Lead Nurturing in Partnerships vs. Direct Sales – Key Differences
There are a few key things to consider when nurturing partner-sourced and direct sales leads; perhaps most important to keep in mind is who manages the relationship. With partner sales, you need to ensure that your partner team is enabled and skilled-up to represent your tool accurately. With direct sales, it’s your sales team that needs to be enabled.
Understanding the context of B2B sales conversations will help you craft beneficial resources that nurture leads to close in their respective scenarios.
For a more in-depth comparison of the two, check out Channel vs. Direct Sales.
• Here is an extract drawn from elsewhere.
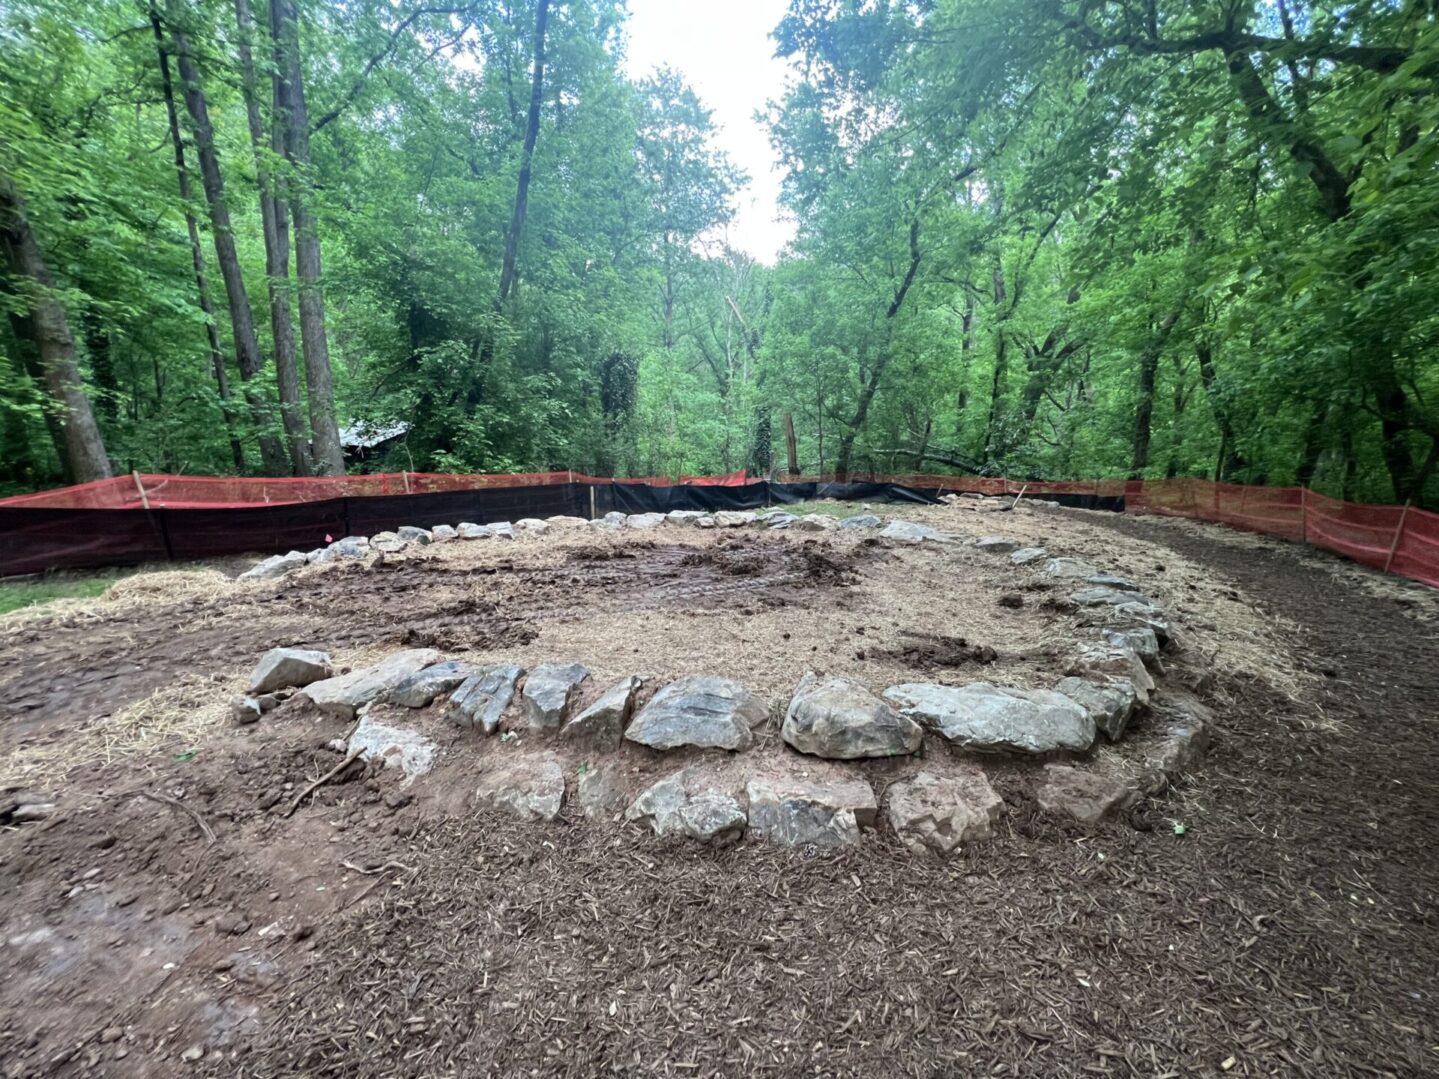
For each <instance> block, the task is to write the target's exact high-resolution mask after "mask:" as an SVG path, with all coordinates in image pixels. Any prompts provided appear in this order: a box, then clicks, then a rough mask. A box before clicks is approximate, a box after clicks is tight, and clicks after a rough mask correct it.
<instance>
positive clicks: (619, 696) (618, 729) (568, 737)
mask: <svg viewBox="0 0 1439 1079" xmlns="http://www.w3.org/2000/svg"><path fill="white" fill-rule="evenodd" d="M637 689H639V679H637V678H635V676H630V678H626V679H623V680H620V682H616V683H614V685H613V686H610V688H609V689H606V691H604V692H603V693H602V695H600V699H599V701H596V702H594V704H593V705H590V706H589V708H586V709H584V711H583V712H580V714H578V715H577V716H574V719H571V721H570V722H567V724H566V725H564V727H561V728H560V737H561V738H564V739H566V741H571V742H577V744H578V745H581V747H587V748H590V750H594V751H597V752H613V751H614V750H619V748H620V742H623V741H625V728H626V727H627V725H629V719H630V712H632V711H633V708H635V692H636V691H637Z"/></svg>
General Strategies for Partner & Direct B2B Sales
Determining lead scoring criteria
When approaching partner-led and direct sales, a few concepts are applicable in both scenarios. First, and perhaps most important, is lead scoring. With lead scoring, you award prospects a set number of “points” for each quality they have or action they take. If your prospect works in the right industry and is a decision-maker, they should earn points. They should accumulate even more points as they engage with your sales team.
Setting a target number for points will help you to understand when your team is ready for outreach during each stage of the sales cycle. Similarly, if your prospect has qualities that don’t fit your target persona, you should subtract points, so your team isn’t wasting their time on bad-fit leads.
Keeping personas up-to-date
As you work to define the actions and qualities that deserve points, it’s worth refreshing your partner and customer personas. Evaluate the demographics you’re targeting, what qualities they embody, and how they behave. It’s a good idea to update your buyer and partner personas every few months to ensure they’re still accurate. Then, you should use that information to tailor your marketing message so it’s specific to the recipients’ motivations, pain points, and background.
Cementing a strategy to reengage leads
Finally, both teams should have strategic plans for reengaging leads who go dark and have access to targeted content marketing. Both of these are best enabled with automation tools that allow you to build lead nurturing workflows that can be triggered at any point in the sales process, such as downloading a resource or going no-contact for two weeks.
Dynamic retargeting plans – new content in new ways
Don’t make the mistake of bombarding leads with the same selling points over and over again. Instead, mix up messaging and mediums in ways that play off one another. When testing which materials receive the best engagement, don’t evaluate the data as if they were received in a vaccum. Instead, look into other factors that would influence performance. For example, if a particular email has a high “open” rate, consider previous touchpoints that may have contributed to recipients being more receptive to your brand.